Dishes ordered: Goop for YOU meal (quarter organic rotisserie chicken with “fancy mac-n-cheese” and Greek beets and orzo salad); “The BEST” arugula salad; GP’s Turkey Bolognese; Kollo black tea

Calories consumed: 1,505

Total cost: $57.35

After a long morning of field reporting, I finally sit down to take lunch at home, and Goop Kitchen’s quarter-chicken (the centrepiece of the “goop for You” combo) is so tender and juicy and dreamy that I sigh as I chew the first bite. It’s skin-on, with astonishingly crispy skin … would not have figured GP capable of such culinary raunch. The macaroni and cheese, just as rich and cozy, puts me down for an emergency couch nap.

At dinnertime, though, my husband asks if I want to try that new bar we’ve been eyeing, and to my mild surprise, I cave immediately.

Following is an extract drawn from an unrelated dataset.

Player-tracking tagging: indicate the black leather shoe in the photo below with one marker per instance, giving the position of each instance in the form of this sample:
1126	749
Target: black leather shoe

You can only eat Paltrow-clean for so long, it turns out, before you start to crave devilled eggs from hens of indeterminate freedom and processed sugars by the coupeful. We go out for martinis and pimiento cheese dip, and I save the Bolognese and the vibrant green-and-purple salad (arugula with watermelon radishes) for Friday’s lunch.

Day 5

Dishes ordered: Goopfellas pizza, Pepperoni Potts pizza

Calories consumed: 1,565

Total cost: $49.45

The Goop Kitchen pizza was such a success earlier in the week that when a handful of friends gather at our place for a Friday night tradition we like to call the pizza bang-bang - as in, we order pies from two or more pizzerias and enjoy the variety - we enthusiastically announce that Goop Kitchen’s pies will be in the mix this evening.

As it turns out, next to real New York and Detroit-style pizzas with pork sausage and real gluten networks in their crusts, the Goop Kitchen pizzas are not as stellar as we remember. It’s a shame, I think, biting into a crust that I’d swear wasn’t so spongy the last time.

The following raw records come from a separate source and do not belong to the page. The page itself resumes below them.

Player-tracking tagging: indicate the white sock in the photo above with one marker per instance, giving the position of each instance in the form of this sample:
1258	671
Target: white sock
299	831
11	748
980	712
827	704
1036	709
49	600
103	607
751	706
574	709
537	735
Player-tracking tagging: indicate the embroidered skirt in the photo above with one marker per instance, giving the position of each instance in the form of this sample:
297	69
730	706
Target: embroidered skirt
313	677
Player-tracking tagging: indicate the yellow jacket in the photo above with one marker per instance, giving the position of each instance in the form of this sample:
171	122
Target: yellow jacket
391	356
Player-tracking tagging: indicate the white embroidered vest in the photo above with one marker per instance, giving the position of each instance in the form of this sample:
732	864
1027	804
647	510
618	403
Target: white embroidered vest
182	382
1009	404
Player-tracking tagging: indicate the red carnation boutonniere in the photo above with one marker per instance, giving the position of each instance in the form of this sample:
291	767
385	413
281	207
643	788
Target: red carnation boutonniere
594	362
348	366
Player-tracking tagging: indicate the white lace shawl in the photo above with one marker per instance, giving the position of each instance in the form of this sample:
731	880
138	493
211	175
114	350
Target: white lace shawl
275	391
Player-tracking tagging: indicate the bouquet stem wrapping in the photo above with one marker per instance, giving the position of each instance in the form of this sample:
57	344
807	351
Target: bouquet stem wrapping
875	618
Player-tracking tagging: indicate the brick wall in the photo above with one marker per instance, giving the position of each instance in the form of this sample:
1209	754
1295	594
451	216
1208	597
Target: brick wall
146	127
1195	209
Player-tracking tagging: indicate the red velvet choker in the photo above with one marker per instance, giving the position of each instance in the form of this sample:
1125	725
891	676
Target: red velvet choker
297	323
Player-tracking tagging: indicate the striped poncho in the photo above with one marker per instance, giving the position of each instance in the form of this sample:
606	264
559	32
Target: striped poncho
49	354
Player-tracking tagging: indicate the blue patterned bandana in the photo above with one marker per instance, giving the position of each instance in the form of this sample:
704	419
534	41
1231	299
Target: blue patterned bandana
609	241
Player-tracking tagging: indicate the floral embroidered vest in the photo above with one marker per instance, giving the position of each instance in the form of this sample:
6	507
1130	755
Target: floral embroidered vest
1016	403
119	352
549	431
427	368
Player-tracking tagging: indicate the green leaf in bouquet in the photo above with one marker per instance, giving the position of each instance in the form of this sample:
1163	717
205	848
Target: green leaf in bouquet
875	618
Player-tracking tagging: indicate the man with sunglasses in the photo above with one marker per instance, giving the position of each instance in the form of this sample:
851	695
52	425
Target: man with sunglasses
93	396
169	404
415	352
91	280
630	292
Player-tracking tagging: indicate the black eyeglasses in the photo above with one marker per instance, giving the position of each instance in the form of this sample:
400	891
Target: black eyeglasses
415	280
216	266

I recall Tuesday’s bento box that was as flavourful as it was adorable; Wednesday’s salmon-fuelled workout that had me wanting to high-five strangers; the hearty Bolognese that powered me through an unexpectedly hectic Friday.

Garlic broccoli.
Garlic broccoli. Credit: Supplied

I have, I realise, genuinely loved Goop Kitchen week. But then I remember the other Paltrow antics that made headlines recently: her weird ad with the currently-under-house-arrest Anna Delvey promoting Goop Kitchen’s home delivery option; her comment that she sometimes “substitutes arugula for dairy.”

Poor Gwyneth, I think. The pure majesty of cheese when it’s carameliesd onto the sturdy, oily crust of a Jet’s pizza enjoyed with friends! You can’t send an arugula to do a mozzarella’s job.

Come to think of it, that arugula salad is still in my fridge.